DARUANs: Quantum Data Re-Uploading Activations

Updated 24 September 2025

DARUANs are quantum variational activation functions that use repeated single-qubit data re-uploading to achieve universal function approximation with exponential parameter efficiency.
They exponentially amplify frequency spectra via weighted data encoding, which drastically reduces the number of trainable parameters compared to classical Fourier methods.
DARUANs are integrated into neural architectures like Kolmogorov–Arnold Networks, enhancing regression and classification tasks while being optimized for NISQ devices.

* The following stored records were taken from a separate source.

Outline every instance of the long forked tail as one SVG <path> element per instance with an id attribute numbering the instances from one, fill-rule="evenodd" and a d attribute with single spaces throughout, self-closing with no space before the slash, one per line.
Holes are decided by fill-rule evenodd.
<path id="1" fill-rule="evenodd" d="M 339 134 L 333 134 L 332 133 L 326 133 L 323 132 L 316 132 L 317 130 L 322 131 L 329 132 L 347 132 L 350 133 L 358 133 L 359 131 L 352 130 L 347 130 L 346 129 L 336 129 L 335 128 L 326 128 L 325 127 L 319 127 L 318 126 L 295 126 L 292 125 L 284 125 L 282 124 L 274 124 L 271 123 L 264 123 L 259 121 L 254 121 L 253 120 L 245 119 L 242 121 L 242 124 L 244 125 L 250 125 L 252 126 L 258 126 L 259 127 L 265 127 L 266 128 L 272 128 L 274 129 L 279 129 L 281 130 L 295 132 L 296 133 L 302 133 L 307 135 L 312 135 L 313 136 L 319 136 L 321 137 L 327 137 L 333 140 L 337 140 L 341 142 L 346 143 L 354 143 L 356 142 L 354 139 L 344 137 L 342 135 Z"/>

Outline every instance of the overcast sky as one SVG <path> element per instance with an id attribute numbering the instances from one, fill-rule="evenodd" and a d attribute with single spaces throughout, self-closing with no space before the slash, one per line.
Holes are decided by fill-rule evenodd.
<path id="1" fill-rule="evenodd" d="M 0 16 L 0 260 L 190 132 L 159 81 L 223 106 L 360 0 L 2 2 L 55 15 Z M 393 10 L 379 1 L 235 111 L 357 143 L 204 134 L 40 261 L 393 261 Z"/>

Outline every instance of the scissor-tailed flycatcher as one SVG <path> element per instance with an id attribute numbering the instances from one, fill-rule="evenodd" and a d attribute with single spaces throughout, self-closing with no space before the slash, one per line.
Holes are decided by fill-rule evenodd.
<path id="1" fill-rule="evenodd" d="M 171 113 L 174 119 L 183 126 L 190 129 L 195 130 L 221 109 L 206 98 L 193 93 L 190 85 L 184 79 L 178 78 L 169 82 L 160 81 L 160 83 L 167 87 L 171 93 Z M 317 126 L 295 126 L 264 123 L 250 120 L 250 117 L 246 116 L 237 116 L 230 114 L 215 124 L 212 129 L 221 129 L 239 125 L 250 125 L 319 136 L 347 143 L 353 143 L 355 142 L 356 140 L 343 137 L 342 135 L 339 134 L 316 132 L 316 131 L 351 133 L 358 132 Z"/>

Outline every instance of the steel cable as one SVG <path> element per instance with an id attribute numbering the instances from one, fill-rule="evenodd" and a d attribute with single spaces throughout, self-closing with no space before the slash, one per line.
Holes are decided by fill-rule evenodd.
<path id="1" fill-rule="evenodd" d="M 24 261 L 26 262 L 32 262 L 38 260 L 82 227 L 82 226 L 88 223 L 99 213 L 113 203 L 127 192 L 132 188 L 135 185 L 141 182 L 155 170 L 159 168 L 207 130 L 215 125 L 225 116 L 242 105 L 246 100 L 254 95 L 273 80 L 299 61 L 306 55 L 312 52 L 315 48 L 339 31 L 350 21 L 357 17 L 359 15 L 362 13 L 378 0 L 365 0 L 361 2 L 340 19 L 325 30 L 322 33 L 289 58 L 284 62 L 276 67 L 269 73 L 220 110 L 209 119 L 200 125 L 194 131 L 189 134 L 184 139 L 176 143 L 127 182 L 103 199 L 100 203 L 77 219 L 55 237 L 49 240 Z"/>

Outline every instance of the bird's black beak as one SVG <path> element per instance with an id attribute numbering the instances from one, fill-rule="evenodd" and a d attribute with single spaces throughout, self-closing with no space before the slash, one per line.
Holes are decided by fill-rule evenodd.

DatA Re-Uploading ActivatioNs (DARUANs) are quantum variational activation functions built upon single-qubit data re-uploading circuits. They provide a scalable, expressive, and parameter-efficient framework for quantum (and quantum-inspired) deep learning, most notably as nonlinearities inside Kolmogorov–Arnold Networks (KANs) and other modern neural architectures. DARUANs harness the exponentially growing spectral capacity of repeated and weighted data encoding in quantum circuits, thus realising universal approximation properties, exponential compression relative to classical Fourier-based activations, and improved learning dynamics for both regression and classification tasks. Their design is directly motivated by constraints and opportunities in noisy intermediate-scale quantum (NISQ) devices and classical quantum circuit simulators.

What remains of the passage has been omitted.